GRASSOBBIO (BG) – Si sono svolte ieri mattina le assemblee e lo sciopero presso lo stabilimento Lutech di Grassobbio, azienda specializzata nella consulenza IT che impiega nella sede bergamasca circa 180 lavoratori.
La mobilitazione, promossa da FIM CISL e FISASCAT CISL, rientra in una protesta indetta a livello nazionale in tutte le sedi del Gruppo Lutech. Al centro della contestazione la decisione dell’azienda di procedere alla disdetta unilaterale degli accordi relativi a trasferte, buoni pasto e smart working.
Secondo le organizzazioni sindacali, l’adesione allo sciopero è stata significativa e rappresenta un segnale chiaro del malcontento tra i dipendenti.
«Lo sciopero è stato molto partecipato e rappresenta un segnale evidente del disagio generato dalle scelte unilaterali adottate dall’azienda – spiegano Federica Scaburri (FISASCAT CISL) e Giuseppe Biundo (FIM CISL) – a fronte del contributo quotidiano che lavoratrici e lavoratori garantiscono al successo di Lutech».
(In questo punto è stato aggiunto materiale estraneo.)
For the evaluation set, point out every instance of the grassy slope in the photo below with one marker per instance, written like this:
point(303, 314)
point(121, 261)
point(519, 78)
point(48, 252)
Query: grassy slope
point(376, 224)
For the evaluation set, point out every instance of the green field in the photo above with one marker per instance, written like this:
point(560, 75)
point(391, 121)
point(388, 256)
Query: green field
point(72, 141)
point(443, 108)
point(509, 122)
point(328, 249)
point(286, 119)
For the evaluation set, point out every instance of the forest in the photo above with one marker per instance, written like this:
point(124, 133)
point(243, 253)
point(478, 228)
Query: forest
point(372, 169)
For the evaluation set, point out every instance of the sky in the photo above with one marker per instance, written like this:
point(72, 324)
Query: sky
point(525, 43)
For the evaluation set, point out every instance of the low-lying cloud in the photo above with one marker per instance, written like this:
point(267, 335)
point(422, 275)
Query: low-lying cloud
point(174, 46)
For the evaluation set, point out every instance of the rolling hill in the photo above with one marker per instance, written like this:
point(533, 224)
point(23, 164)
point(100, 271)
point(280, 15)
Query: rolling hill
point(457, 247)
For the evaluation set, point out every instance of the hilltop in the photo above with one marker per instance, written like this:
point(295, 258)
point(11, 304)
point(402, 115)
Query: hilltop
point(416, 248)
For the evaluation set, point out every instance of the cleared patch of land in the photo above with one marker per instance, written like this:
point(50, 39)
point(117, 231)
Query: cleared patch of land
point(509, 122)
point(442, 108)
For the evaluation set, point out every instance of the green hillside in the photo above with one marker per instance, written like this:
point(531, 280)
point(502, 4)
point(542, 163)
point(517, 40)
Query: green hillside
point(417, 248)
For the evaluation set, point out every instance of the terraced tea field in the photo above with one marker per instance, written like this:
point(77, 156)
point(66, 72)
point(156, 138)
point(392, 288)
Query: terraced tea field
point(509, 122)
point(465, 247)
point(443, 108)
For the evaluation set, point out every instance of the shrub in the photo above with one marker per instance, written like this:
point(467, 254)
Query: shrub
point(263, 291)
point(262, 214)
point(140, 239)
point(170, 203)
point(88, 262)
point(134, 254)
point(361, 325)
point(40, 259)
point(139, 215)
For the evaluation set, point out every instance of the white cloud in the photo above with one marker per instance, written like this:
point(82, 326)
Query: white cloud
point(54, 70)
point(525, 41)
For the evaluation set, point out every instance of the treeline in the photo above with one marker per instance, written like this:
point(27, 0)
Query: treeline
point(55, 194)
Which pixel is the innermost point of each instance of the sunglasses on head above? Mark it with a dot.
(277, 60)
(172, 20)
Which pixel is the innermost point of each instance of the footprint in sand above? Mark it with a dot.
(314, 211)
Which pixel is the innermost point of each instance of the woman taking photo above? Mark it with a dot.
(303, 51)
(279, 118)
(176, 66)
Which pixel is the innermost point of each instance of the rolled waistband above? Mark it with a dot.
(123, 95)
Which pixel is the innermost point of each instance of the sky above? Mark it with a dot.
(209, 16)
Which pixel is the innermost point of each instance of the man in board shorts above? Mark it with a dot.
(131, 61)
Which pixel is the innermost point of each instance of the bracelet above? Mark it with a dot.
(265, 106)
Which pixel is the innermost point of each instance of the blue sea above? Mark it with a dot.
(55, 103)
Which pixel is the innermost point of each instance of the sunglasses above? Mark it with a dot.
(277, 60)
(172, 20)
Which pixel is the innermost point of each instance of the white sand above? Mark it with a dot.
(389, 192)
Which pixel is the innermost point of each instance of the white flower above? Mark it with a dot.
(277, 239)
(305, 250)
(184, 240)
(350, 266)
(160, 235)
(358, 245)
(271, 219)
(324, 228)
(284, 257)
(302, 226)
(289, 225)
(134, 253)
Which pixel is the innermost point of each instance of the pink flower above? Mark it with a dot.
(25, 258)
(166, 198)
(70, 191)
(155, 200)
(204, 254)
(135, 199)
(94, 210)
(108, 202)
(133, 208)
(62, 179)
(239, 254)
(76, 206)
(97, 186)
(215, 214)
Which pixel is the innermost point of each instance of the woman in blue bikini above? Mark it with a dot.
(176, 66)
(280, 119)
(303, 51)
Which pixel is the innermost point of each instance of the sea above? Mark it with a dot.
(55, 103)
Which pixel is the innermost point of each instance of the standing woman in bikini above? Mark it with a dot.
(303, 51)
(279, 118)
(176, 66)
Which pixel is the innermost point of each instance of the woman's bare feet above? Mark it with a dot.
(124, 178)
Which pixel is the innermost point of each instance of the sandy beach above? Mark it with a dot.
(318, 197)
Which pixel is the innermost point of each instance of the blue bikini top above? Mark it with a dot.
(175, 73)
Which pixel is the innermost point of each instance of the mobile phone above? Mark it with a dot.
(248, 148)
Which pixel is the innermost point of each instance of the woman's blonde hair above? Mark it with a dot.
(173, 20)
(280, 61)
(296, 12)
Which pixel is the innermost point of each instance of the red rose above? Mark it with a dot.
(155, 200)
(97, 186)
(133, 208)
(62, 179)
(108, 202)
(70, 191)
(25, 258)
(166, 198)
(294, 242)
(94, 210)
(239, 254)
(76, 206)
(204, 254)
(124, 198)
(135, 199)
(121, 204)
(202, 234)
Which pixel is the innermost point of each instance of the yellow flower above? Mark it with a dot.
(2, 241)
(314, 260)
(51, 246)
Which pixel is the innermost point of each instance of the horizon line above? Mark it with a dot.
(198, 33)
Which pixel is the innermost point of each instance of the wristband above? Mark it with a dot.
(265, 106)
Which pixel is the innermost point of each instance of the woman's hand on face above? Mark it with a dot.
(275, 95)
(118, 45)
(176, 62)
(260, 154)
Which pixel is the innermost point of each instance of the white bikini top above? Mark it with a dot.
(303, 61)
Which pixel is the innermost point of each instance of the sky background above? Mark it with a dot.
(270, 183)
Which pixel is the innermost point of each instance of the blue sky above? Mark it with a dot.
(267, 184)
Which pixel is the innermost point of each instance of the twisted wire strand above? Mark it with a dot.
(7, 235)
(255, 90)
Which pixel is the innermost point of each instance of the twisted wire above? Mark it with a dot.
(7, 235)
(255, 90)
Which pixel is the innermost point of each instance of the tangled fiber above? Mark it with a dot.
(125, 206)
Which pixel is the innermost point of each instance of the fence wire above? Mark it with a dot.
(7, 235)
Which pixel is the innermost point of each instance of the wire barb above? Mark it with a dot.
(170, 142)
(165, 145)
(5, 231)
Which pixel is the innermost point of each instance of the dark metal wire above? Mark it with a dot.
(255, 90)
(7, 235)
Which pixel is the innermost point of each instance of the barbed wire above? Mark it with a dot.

I sindacati criticano in particolare il metodo adottato dalla direzione aziendale, accusata di aver preso decisioni senza un confronto preventivo con le rappresentanze dei lavoratori.
«Siamo fortemente contrariati dall’atteggiamento finora mantenuto dalla direzione e dalle decisioni imposte senza un adeguato confronto con le rappresentanze sindacali – proseguono i rappresentanti della CISL –. Riteniamo fondamentale aprire al più presto un tavolo di discussione per avviare un confronto reale e costruttivo».
L’obiettivo della mobilitazione, spiegano FIM e FISASCAT, è arrivare a un accordo condiviso che possa garantire tutele per i lavoratori e allo stesso tempo contribuire al benessere complessivo dell’azienda.